Polish artistic gymnast

Katarzyna Iwona Jurkowska-Kowalska (born 18 February 1992) is a Polish former artistic gymnast and a two-time Polish all-around champion. She represented Poland at the 2016 Summer Olympic Games in Rio de Janeiro.

==Gymnastics career==
Jurkowska-Kowalska began gymnastics when she was six years old. She competed at her first World Championships in 2007 and helped the Polish team finish 22nd. She also competed at the 2009 World Championships and finished 52nd in the all-around qualification round.

Jurkowska-Kowalska competed at the 2010 World Championships alongside Marta Pihan-Kulesza, Gabriela Sasnal, Paula Plichta, Monika Frandofert, and Joanna Litewka, and they finished 17th in the team qualification round.
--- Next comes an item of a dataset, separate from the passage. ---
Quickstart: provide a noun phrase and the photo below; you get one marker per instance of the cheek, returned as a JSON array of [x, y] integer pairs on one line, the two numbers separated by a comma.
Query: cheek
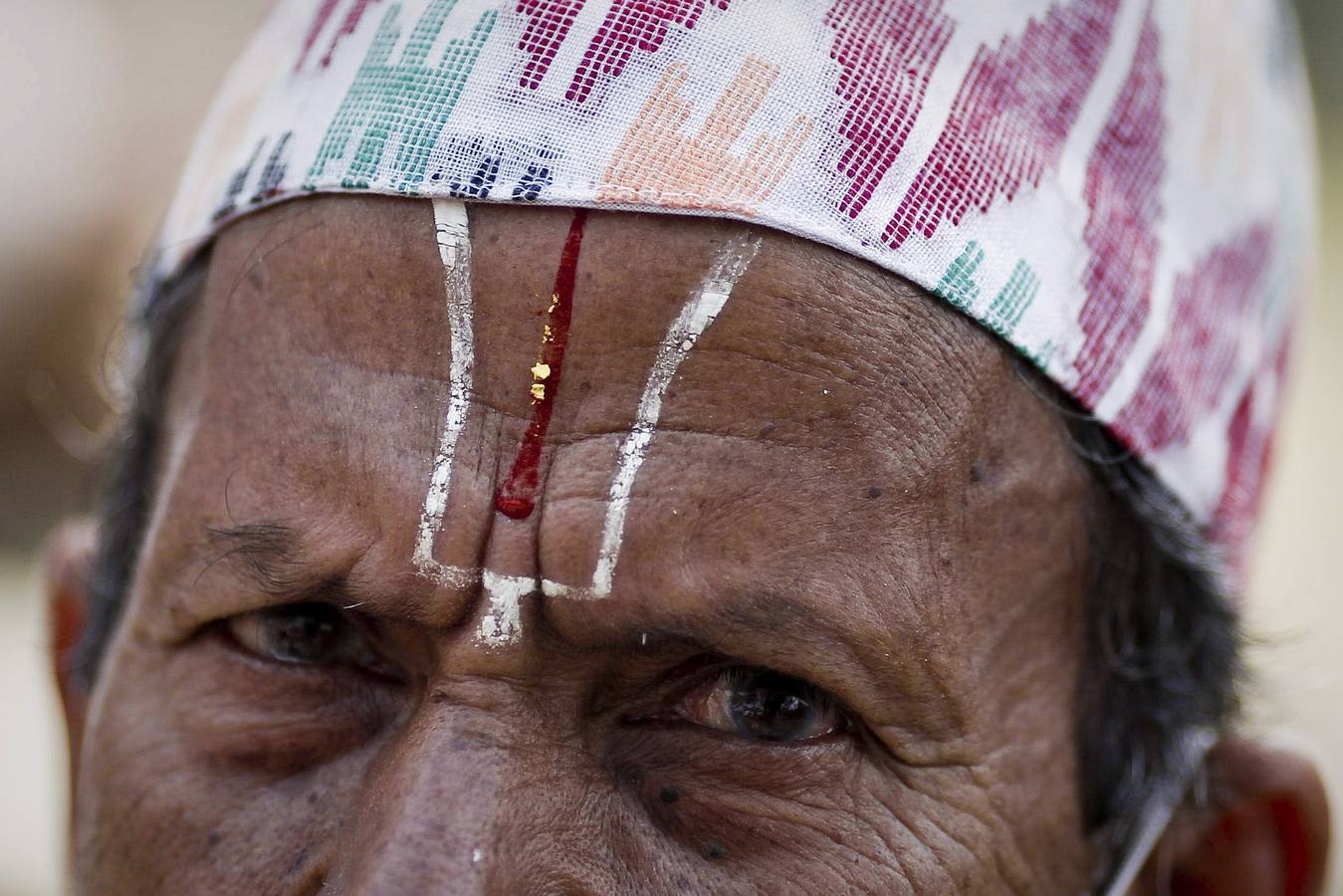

At the 2011 Ostrava World Challenge Cup, she won a silver medal on the balance beam.

Jurkowska-Kowalska won a silver medal on the balance beam at the 2012 Maribor World Challenge Cup behind Céline van Gerner. She qualified for the balance beam final at the 2013 European Championships and finished fifth. She also finished fifth on the balance beam at the 2014 Cottbus World Cup. She then helped the Polish team finish 10th at the 2014 European Championships. Then at the 2014 World Championships, she competed with the Polish team that finished 17th.

Jurkowska-Kowalska was the second reserve for the all-around final at the 2015 European Championships. She then competed with the Polish team that finished 11th at the 2015 European Games. She then helped the Polish team finish 19th at the 2015 World Championships.

Jurkowska-Kowalska competed at the 2016 Olympic Test Event and finished 32nd in the all-around, helping Poland receive an Olympic berth. The Polish Gymnastics Association announced Jurkowska-Kowalska would be selected for the berth since she was the highest-placing Polish gymnast at the Olympic Test Event. She won a gold medal on the balance beam at the 2016 Cottbus World Challenge Cup, where she also won the floor exercise silver medal. Then at the Varna World Challenge Cup, she won a bronze medal on the vault. She finished eighth in the vault final at the 2016 European Championships.

Jurkowska-Kowalska represented Poland at the 2016 Summer Olympics and finished 49th in the all-around during the qualification round, failing to advance to any finals.

Jurkowska-Kowalska announced her retirement from gymnastics in January 2019.

==Eponymous skills==
Jurkowska-Kowalska has two eponymous skills listed in the Code of Points.

| Apparatus | Name | Description | Difficulty | Added to the Code of Points |
|---|---|---|---|---|
| Balance beam | Jurkowska-Kowalska | Gainer salto stretched with 2/1 twist (720°) at end of the beam | E (0.5) | 2018 World Championships |
| Floor exercise | Jurkowska-Kowalska | Split jump with 1/1 turn (360°) to ring position | C (0.3) | 2014 World Championships |

==Family==
She is married to Arkadiusz Kowalski, a professional handball player. On September 3, 2019, she gave birth to a son.